AI is a continuation and acceleration of all of this. Labor as a commodity required for producing anything will shrink even more
Humans get this increased leisure time as a reward for all previous and current progress.
But… we need a plan for it. UBI is actually too small and possibly the wrong framing - and here opinion kicks in. The word ‘basic’ is the issue, associating it with help or welfare.
We need to approve of less labor, more time and access to the results of abundance as key planks of an accelerated capability created by us
Discuss :-)
Thank you for the thoughtful reply, Tim, but I don't think what you're suggesting is even close to a sufficient substitute, and I think we also need to acknowledge that for the past 50 years, productivity growth decoupled from employment income and started concentrating at the top. Jobs as a productivity distribution mechanism already broke down and we could and should have started a small UBI way back when to distribute that productivity growth directly instead of increasing inequality.

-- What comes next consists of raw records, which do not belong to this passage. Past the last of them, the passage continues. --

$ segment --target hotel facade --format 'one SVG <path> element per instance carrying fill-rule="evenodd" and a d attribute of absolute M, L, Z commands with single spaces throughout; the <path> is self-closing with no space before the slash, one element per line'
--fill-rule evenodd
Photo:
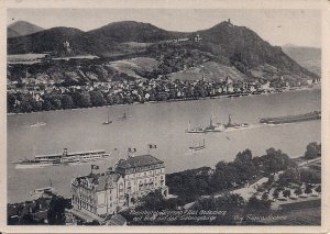
<path fill-rule="evenodd" d="M 165 198 L 168 194 L 164 161 L 152 155 L 129 156 L 113 169 L 74 178 L 72 202 L 78 212 L 98 216 L 116 214 L 155 190 L 161 190 Z"/>

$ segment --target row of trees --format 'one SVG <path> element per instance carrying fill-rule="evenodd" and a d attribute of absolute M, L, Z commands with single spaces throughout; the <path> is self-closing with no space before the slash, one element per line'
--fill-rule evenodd
<path fill-rule="evenodd" d="M 245 149 L 231 163 L 219 161 L 215 170 L 204 167 L 167 175 L 166 183 L 170 193 L 190 202 L 200 196 L 242 187 L 260 176 L 270 176 L 295 166 L 279 149 L 270 148 L 261 157 L 253 157 L 251 151 Z"/>

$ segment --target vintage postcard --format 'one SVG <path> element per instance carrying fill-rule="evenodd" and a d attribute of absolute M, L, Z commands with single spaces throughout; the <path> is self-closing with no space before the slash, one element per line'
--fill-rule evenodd
<path fill-rule="evenodd" d="M 2 12 L 0 231 L 328 231 L 329 2 Z"/>

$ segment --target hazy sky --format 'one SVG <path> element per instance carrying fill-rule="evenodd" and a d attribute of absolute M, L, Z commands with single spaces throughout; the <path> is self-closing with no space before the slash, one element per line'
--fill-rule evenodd
<path fill-rule="evenodd" d="M 170 31 L 191 32 L 231 19 L 248 26 L 272 45 L 294 44 L 321 47 L 319 10 L 227 9 L 9 9 L 8 24 L 29 21 L 44 29 L 70 26 L 82 31 L 116 21 L 132 20 Z"/>

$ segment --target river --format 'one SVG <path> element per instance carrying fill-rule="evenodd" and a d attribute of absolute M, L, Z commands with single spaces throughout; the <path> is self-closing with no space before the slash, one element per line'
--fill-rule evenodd
<path fill-rule="evenodd" d="M 108 110 L 113 123 L 103 125 Z M 252 149 L 254 156 L 274 147 L 297 157 L 304 154 L 308 143 L 321 142 L 321 121 L 271 126 L 260 124 L 258 118 L 315 110 L 321 110 L 320 89 L 8 115 L 8 202 L 30 200 L 33 189 L 50 186 L 51 181 L 59 194 L 69 196 L 72 178 L 88 174 L 91 164 L 37 169 L 15 169 L 12 164 L 20 158 L 33 158 L 35 154 L 62 153 L 65 147 L 69 152 L 111 152 L 111 159 L 94 163 L 100 170 L 127 157 L 128 147 L 135 147 L 136 155 L 146 154 L 148 143 L 157 145 L 150 154 L 165 161 L 166 172 L 213 167 L 220 160 L 232 160 L 245 148 Z M 119 121 L 124 111 L 132 118 Z M 207 125 L 213 115 L 215 122 L 226 123 L 229 114 L 233 122 L 252 126 L 222 133 L 185 133 L 188 121 L 191 126 Z M 36 122 L 46 125 L 32 127 Z M 206 149 L 189 153 L 188 147 L 204 138 Z"/>

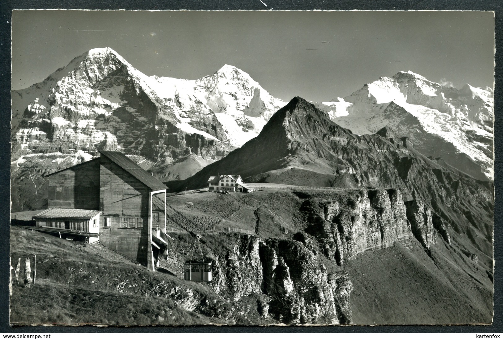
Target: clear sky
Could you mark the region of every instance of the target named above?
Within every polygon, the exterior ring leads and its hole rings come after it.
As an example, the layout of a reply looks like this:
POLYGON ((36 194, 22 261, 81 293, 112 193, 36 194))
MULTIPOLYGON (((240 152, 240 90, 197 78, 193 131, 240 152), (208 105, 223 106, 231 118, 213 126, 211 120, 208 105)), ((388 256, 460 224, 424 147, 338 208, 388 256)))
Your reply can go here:
POLYGON ((13 89, 107 46, 149 76, 233 65, 287 101, 346 96, 400 71, 458 88, 494 79, 492 12, 24 11, 12 24, 13 89))

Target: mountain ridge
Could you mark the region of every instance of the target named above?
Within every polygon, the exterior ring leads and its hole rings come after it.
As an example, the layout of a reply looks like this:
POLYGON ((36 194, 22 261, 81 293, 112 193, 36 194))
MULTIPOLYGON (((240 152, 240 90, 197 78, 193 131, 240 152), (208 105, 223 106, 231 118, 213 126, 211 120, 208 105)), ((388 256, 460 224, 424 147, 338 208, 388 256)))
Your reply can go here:
POLYGON ((424 201, 460 232, 472 234, 474 245, 489 257, 492 247, 485 240, 492 237, 490 183, 442 166, 414 150, 406 138, 383 134, 393 133, 354 134, 297 97, 271 118, 259 137, 180 186, 206 187, 208 178, 220 173, 239 174, 248 182, 396 188, 404 201, 424 201))

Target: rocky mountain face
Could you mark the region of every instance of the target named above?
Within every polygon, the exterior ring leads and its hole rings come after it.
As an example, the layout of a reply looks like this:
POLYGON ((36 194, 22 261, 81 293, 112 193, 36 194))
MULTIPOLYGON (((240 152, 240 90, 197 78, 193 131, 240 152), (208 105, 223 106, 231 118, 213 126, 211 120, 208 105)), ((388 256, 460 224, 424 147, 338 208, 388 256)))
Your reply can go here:
POLYGON ((385 126, 420 152, 492 180, 494 98, 490 88, 442 86, 409 71, 384 77, 344 98, 314 104, 356 134, 385 126))
MULTIPOLYGON (((443 167, 417 152, 407 138, 394 135, 389 128, 353 134, 297 97, 271 117, 258 137, 182 184, 204 187, 219 172, 239 174, 249 182, 396 189, 402 197, 394 200, 421 201, 491 257, 492 185, 443 167)), ((408 213, 416 215, 423 208, 410 208, 408 213)), ((418 217, 411 222, 415 233, 422 234, 425 222, 418 217)), ((428 237, 421 237, 427 245, 428 237)))
MULTIPOLYGON (((358 303, 363 300, 372 304, 381 297, 390 301, 389 307, 396 308, 400 317, 389 316, 393 312, 386 308, 378 314, 370 310, 378 319, 376 323, 421 323, 418 319, 424 317, 435 319, 430 323, 490 321, 490 263, 479 260, 480 252, 423 202, 404 202, 395 189, 264 190, 247 196, 233 193, 222 199, 211 193, 170 199, 186 205, 194 201, 190 207, 187 205, 191 212, 188 215, 205 208, 202 205, 213 199, 212 204, 231 208, 242 223, 247 222, 249 210, 257 212, 267 207, 267 212, 256 213, 255 235, 221 234, 219 241, 231 250, 221 255, 204 249, 214 264, 209 287, 226 302, 240 305, 236 308, 239 314, 250 323, 372 323, 362 316, 367 307, 362 309, 358 303), (273 234, 276 236, 268 236, 273 234), (387 268, 376 269, 376 258, 382 255, 387 268), (402 266, 409 267, 406 276, 393 270, 402 266), (366 278, 367 274, 372 278, 366 278), (385 279, 389 281, 382 283, 385 279), (407 299, 401 303, 396 301, 393 287, 402 288, 404 282, 407 299), (362 289, 362 284, 373 287, 362 289), (419 286, 411 288, 411 284, 419 286), (444 301, 446 298, 448 302, 444 301), (435 303, 435 298, 443 301, 435 303), (466 314, 452 307, 469 299, 477 301, 466 314), (425 300, 427 305, 423 306, 425 300), (411 307, 415 304, 422 307, 411 307)), ((203 238, 212 243, 214 237, 203 238)), ((187 258, 181 255, 181 248, 190 249, 193 242, 180 237, 175 241, 178 263, 167 266, 170 272, 183 267, 181 263, 187 258)), ((222 247, 217 248, 222 251, 222 247)), ((192 308, 199 307, 196 303, 192 308)))
POLYGON ((136 156, 161 179, 184 179, 256 137, 284 104, 232 66, 195 81, 148 77, 109 48, 12 95, 12 176, 33 184, 14 190, 14 210, 42 206, 31 195, 46 194, 44 174, 100 150, 136 156))

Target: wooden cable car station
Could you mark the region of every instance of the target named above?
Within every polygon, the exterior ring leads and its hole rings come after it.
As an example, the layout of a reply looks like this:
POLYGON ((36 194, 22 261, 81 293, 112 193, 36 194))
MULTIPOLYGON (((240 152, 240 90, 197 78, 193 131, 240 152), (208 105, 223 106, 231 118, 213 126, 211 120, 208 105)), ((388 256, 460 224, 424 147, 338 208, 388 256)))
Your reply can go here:
POLYGON ((124 154, 100 153, 99 158, 46 176, 49 208, 34 217, 36 227, 71 233, 96 221, 97 229, 90 229, 101 243, 154 270, 152 246, 167 245, 152 231, 163 228, 165 234, 167 187, 124 154), (83 210, 94 216, 79 219, 88 216, 83 210))
POLYGON ((65 238, 85 238, 90 244, 100 240, 101 211, 76 209, 48 209, 34 216, 35 227, 44 232, 59 233, 65 238))

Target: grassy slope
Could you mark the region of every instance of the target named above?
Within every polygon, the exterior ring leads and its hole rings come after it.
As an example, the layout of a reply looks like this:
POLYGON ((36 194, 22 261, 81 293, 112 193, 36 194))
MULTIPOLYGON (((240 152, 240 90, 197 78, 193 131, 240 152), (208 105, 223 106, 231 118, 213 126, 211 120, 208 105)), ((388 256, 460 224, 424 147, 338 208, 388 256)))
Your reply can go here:
MULTIPOLYGON (((334 194, 347 197, 353 194, 346 189, 268 184, 261 187, 262 190, 250 194, 175 195, 169 197, 167 202, 196 222, 207 225, 218 222, 220 227, 255 230, 258 215, 261 236, 291 238, 305 228, 300 210, 307 195, 295 191, 307 192, 310 199, 320 201, 336 199, 334 194)), ((16 214, 21 219, 20 214, 16 214)), ((329 273, 344 269, 350 273, 355 289, 351 297, 354 322, 490 322, 492 284, 486 273, 490 267, 485 260, 475 264, 458 249, 469 244, 464 235, 454 230, 450 233, 456 246, 447 244, 438 236, 429 256, 412 239, 409 249, 397 243, 394 247, 357 255, 346 260, 342 267, 324 260, 329 273)), ((159 322, 157 316, 160 315, 164 318, 161 323, 187 324, 225 322, 223 319, 232 313, 234 315, 228 321, 233 323, 265 323, 255 314, 250 314, 247 320, 239 318, 235 315, 239 310, 233 313, 230 305, 222 300, 225 296, 215 295, 206 285, 177 278, 182 277, 182 263, 190 258, 194 241, 187 234, 172 235, 175 241, 169 260, 161 261, 159 272, 152 273, 102 246, 79 247, 52 236, 13 228, 13 266, 19 256, 33 253, 38 261, 47 261, 38 264, 37 285, 31 289, 16 288, 11 321, 145 324, 159 322), (162 282, 164 287, 159 288, 162 282), (128 287, 135 284, 138 286, 128 287), (175 287, 183 288, 178 295, 170 296, 169 291, 175 287), (184 302, 187 288, 218 300, 218 307, 196 310, 213 317, 187 311, 175 303, 184 302), (155 292, 149 292, 152 290, 155 292), (215 311, 219 308, 223 310, 215 311)), ((238 237, 233 233, 218 236, 218 240, 228 246, 238 237)), ((215 240, 205 239, 217 246, 215 240)), ((204 246, 202 249, 205 255, 211 255, 204 246)), ((195 252, 200 255, 197 248, 195 252)))
POLYGON ((349 260, 354 323, 491 323, 493 287, 486 272, 438 241, 432 257, 414 242, 411 250, 395 243, 349 260))
POLYGON ((84 246, 81 243, 15 227, 11 229, 11 244, 13 266, 18 257, 22 258, 22 271, 24 257, 33 258, 35 254, 37 260, 36 284, 31 288, 18 286, 14 278, 12 323, 228 322, 218 318, 218 314, 214 318, 203 315, 211 309, 191 312, 182 307, 192 294, 214 300, 218 307, 209 308, 220 309, 220 314, 229 313, 230 305, 205 285, 149 272, 101 245, 84 246))

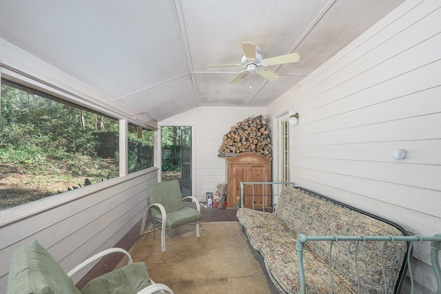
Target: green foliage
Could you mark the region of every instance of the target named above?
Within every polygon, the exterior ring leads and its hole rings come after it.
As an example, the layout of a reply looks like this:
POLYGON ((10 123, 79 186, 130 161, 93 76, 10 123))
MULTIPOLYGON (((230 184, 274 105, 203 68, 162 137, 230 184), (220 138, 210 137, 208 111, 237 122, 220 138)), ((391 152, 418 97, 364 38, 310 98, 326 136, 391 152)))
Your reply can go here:
POLYGON ((172 152, 165 152, 162 156, 163 171, 178 171, 181 169, 181 158, 172 152))
POLYGON ((85 176, 83 187, 118 176, 113 159, 97 155, 110 134, 118 132, 117 120, 4 80, 1 91, 0 174, 7 180, 23 178, 25 187, 0 190, 0 209, 5 199, 12 203, 16 197, 13 205, 33 201, 66 191, 85 176))

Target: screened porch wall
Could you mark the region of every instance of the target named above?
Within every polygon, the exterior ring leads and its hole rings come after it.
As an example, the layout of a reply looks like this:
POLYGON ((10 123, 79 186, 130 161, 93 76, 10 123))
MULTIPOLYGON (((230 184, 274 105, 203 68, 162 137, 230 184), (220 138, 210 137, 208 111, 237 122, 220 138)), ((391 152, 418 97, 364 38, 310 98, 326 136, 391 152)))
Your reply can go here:
MULTIPOLYGON (((222 137, 236 123, 249 116, 265 116, 265 107, 201 107, 158 123, 158 126, 192 126, 194 131, 193 193, 205 201, 206 192, 214 192, 216 185, 226 182, 225 158, 218 157, 222 137)), ((160 158, 161 147, 155 158, 160 158)))
MULTIPOLYGON (((93 254, 113 247, 143 218, 147 186, 157 180, 158 169, 152 167, 30 204, 41 207, 72 193, 88 194, 0 227, 0 293, 6 291, 12 253, 31 240, 37 240, 47 248, 66 272, 93 254)), ((74 282, 92 267, 76 274, 74 282)))
MULTIPOLYGON (((441 233, 440 6, 406 1, 267 108, 298 112, 297 185, 422 235, 441 233), (400 149, 408 158, 395 160, 400 149)), ((429 244, 415 256, 417 293, 432 293, 429 244)))

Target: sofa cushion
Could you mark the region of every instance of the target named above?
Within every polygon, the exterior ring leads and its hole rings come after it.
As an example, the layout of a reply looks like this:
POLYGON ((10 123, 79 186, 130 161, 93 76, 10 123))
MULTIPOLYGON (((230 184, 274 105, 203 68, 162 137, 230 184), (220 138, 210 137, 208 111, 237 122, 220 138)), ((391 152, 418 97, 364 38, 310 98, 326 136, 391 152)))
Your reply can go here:
MULTIPOLYGON (((400 230, 384 222, 308 195, 298 189, 288 187, 281 194, 281 202, 278 203, 276 214, 296 235, 402 235, 400 230)), ((382 242, 360 242, 358 246, 360 283, 365 290, 369 289, 372 293, 384 292, 380 262, 382 245, 382 242)), ((329 263, 329 242, 308 242, 306 246, 321 262, 329 263)), ((356 288, 357 277, 353 266, 356 246, 356 242, 334 242, 331 259, 335 274, 342 277, 347 283, 356 288)), ((400 272, 406 252, 405 242, 390 242, 385 248, 388 292, 393 290, 398 279, 396 273, 400 272)))
MULTIPOLYGON (((285 291, 291 288, 291 282, 289 280, 298 282, 296 249, 298 234, 402 235, 398 229, 387 222, 290 187, 282 190, 274 213, 240 209, 237 216, 246 229, 250 244, 264 258, 267 269, 274 276, 273 280, 276 280, 285 291)), ((362 293, 384 291, 381 266, 383 244, 382 242, 360 242, 358 244, 357 264, 362 293)), ((356 245, 356 242, 333 242, 333 277, 338 279, 337 284, 341 283, 339 286, 341 286, 342 293, 353 291, 358 288, 354 266, 356 245), (347 286, 351 290, 343 291, 347 286)), ((328 280, 329 277, 331 242, 309 241, 305 246, 304 261, 307 286, 312 287, 307 289, 307 292, 322 293, 327 285, 324 282, 325 277, 327 276, 328 280)), ((384 272, 387 277, 388 293, 392 293, 395 288, 406 252, 405 242, 389 242, 384 248, 384 272)), ((336 291, 335 288, 334 291, 340 293, 336 291)))
POLYGON ((80 294, 72 280, 48 251, 32 241, 11 256, 7 294, 80 294))
POLYGON ((134 294, 152 284, 145 263, 134 262, 93 279, 83 288, 81 293, 134 294))

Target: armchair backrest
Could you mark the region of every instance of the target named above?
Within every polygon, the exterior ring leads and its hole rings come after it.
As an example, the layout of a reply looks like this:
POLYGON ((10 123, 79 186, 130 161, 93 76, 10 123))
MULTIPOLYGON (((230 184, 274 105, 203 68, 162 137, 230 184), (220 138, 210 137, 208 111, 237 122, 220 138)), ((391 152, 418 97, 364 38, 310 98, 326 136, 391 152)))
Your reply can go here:
MULTIPOLYGON (((176 211, 184 207, 178 180, 152 182, 149 184, 147 190, 149 204, 160 203, 163 204, 166 212, 176 211)), ((154 216, 161 213, 157 209, 152 210, 154 216)))
POLYGON ((72 280, 48 251, 32 241, 11 256, 7 294, 81 294, 72 280))

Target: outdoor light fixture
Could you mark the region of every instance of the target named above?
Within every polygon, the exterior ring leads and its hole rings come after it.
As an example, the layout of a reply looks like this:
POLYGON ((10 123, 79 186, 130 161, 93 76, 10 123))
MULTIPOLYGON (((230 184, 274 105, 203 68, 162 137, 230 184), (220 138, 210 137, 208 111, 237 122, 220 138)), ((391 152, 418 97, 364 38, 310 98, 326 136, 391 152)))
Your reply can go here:
POLYGON ((407 151, 405 149, 394 150, 392 156, 395 159, 404 159, 407 157, 407 151))
POLYGON ((298 114, 293 114, 289 116, 289 125, 296 125, 298 123, 298 114))

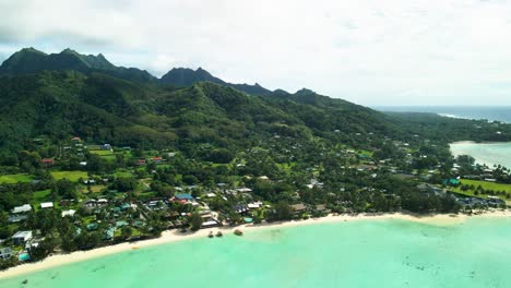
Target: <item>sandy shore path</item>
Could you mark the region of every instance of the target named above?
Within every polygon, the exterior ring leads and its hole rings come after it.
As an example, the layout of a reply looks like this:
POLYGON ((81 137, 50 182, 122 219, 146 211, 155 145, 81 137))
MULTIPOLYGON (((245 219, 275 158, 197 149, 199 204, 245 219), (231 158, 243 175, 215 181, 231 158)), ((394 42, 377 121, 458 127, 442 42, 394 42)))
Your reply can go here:
POLYGON ((466 220, 470 217, 511 217, 510 211, 491 211, 480 215, 467 216, 463 214, 459 215, 426 215, 426 216, 416 216, 412 214, 364 214, 364 215, 329 215, 322 218, 311 218, 307 220, 294 220, 294 221, 283 221, 283 223, 271 223, 271 224, 261 224, 261 225, 242 225, 238 227, 221 227, 213 229, 202 229, 197 232, 181 233, 177 230, 164 231, 159 238, 131 242, 131 243, 119 243, 115 245, 102 247, 88 251, 76 251, 69 254, 57 254, 49 256, 40 262, 27 263, 19 265, 7 271, 0 272, 0 278, 8 278, 14 276, 21 276, 23 274, 29 274, 33 272, 47 269, 60 265, 66 265, 74 262, 86 261, 94 257, 100 257, 114 253, 119 253, 123 251, 130 251, 134 249, 143 249, 151 245, 171 243, 177 241, 183 241, 188 239, 197 238, 206 238, 207 235, 213 231, 222 231, 224 235, 233 233, 234 230, 240 229, 242 231, 250 231, 255 229, 275 229, 283 227, 294 227, 301 225, 313 225, 313 224, 325 224, 325 223, 343 223, 343 221, 353 221, 353 220, 376 220, 376 219, 403 219, 418 223, 428 223, 435 225, 453 225, 460 224, 466 220))

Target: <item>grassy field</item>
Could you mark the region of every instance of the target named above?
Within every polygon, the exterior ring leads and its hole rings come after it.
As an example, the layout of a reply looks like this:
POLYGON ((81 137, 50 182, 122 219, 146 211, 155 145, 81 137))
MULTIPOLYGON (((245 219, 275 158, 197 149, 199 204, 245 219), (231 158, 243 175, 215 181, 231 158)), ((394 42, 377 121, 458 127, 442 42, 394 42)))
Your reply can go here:
POLYGON ((17 182, 31 182, 34 180, 33 176, 26 173, 17 173, 17 175, 2 175, 0 176, 0 183, 1 184, 14 184, 17 182))
POLYGON ((71 181, 78 181, 80 178, 87 179, 87 172, 85 171, 51 171, 51 176, 56 180, 68 179, 71 181))
POLYGON ((132 177, 133 173, 130 172, 129 170, 117 170, 115 173, 114 173, 115 177, 132 177))
MULTIPOLYGON (((511 193, 511 184, 502 184, 502 183, 487 182, 487 181, 480 181, 480 180, 467 180, 467 179, 462 179, 461 184, 474 185, 474 190, 462 191, 461 185, 456 188, 452 188, 451 190, 460 194, 474 196, 475 189, 477 189, 477 187, 480 185, 484 190, 492 190, 496 192, 504 191, 506 193, 511 193)), ((477 196, 487 197, 488 195, 479 194, 477 196)), ((499 197, 502 199, 503 201, 509 201, 506 199, 506 195, 499 195, 499 197)))
POLYGON ((511 193, 511 184, 502 184, 502 183, 496 183, 496 182, 467 180, 467 179, 461 180, 461 183, 464 185, 474 185, 474 188, 477 188, 478 185, 480 185, 485 190, 504 191, 504 192, 511 193))
POLYGON ((34 192, 34 201, 40 203, 40 202, 47 202, 50 201, 50 195, 51 195, 51 190, 41 190, 41 191, 36 191, 34 192))
POLYGON ((111 151, 104 151, 104 149, 98 149, 98 151, 88 151, 91 154, 99 155, 99 156, 108 156, 108 155, 114 155, 111 151))
POLYGON ((111 151, 105 151, 105 149, 90 149, 88 151, 91 154, 95 154, 100 156, 104 159, 107 160, 115 160, 116 155, 111 151))

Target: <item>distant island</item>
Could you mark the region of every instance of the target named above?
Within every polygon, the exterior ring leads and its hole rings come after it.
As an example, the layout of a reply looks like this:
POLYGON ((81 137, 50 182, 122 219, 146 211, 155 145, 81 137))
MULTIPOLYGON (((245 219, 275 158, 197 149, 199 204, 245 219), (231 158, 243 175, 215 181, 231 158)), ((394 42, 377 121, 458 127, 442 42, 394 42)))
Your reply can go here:
POLYGON ((449 147, 510 142, 499 121, 380 112, 204 69, 157 79, 71 49, 12 55, 0 100, 0 269, 168 230, 471 215, 511 199, 507 167, 449 147))

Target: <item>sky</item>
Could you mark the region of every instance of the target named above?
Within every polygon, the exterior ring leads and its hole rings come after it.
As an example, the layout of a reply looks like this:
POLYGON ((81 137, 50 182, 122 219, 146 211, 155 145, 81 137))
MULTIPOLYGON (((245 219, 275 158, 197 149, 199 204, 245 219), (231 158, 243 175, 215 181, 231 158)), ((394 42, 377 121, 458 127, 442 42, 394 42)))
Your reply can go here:
POLYGON ((0 61, 23 47, 366 106, 511 105, 503 0, 0 0, 0 61))

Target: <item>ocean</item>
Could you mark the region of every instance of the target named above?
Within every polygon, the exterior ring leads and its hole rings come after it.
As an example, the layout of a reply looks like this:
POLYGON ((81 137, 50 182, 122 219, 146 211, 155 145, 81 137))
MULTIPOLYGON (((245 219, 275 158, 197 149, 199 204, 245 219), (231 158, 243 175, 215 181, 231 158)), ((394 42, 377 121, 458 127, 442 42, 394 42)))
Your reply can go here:
POLYGON ((380 111, 432 112, 453 118, 486 119, 511 123, 511 107, 502 106, 379 106, 380 111))
POLYGON ((471 143, 461 142, 450 145, 454 156, 471 155, 478 164, 486 164, 488 167, 502 165, 511 168, 511 143, 471 143))
POLYGON ((352 220, 148 247, 0 279, 0 287, 509 288, 510 242, 510 218, 352 220))

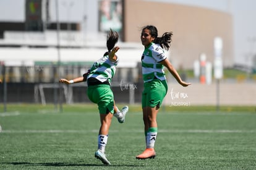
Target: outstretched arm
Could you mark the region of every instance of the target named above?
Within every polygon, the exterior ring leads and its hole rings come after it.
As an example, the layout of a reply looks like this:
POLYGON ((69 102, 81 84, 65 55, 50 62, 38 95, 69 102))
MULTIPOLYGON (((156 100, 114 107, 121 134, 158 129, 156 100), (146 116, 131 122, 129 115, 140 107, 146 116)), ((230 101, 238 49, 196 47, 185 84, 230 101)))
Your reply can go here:
POLYGON ((60 83, 66 83, 67 85, 80 83, 82 82, 83 82, 83 77, 77 77, 70 80, 67 80, 67 79, 59 79, 60 83))
POLYGON ((175 68, 173 66, 173 64, 168 60, 167 59, 162 61, 160 63, 164 65, 165 67, 167 67, 169 72, 174 77, 175 79, 178 82, 178 83, 183 87, 187 87, 188 85, 191 85, 190 83, 186 83, 184 82, 181 77, 179 76, 178 72, 175 69, 175 68))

Yes, what YouTube did to help share revenue with creators was better than not doing it, but that can't be replicated for AI models. Take me for example, I know my entire blog went into LLM model training. How do you propose I be compensated? How can we ever in any way realistically measure my own contribution to the outputs that LLMs provide? We can't.
And what of all the unpaid care that enables all the paid work? That unpaid care subsidized everything that went into the models. How do we compensate that?
I don't understand why you don't look at this as a great opportunity to do what we should have long ago already done, simply because UBI works better than the existing safety net to enable far better outcomes across the board.
The 'one-way value flow' framing maps directly onto how energy infrastructure gets extracted in resource-poor regions. Same asymmetry: cost socialized, upside privatized, and the conversation reframed as 'inevitable'.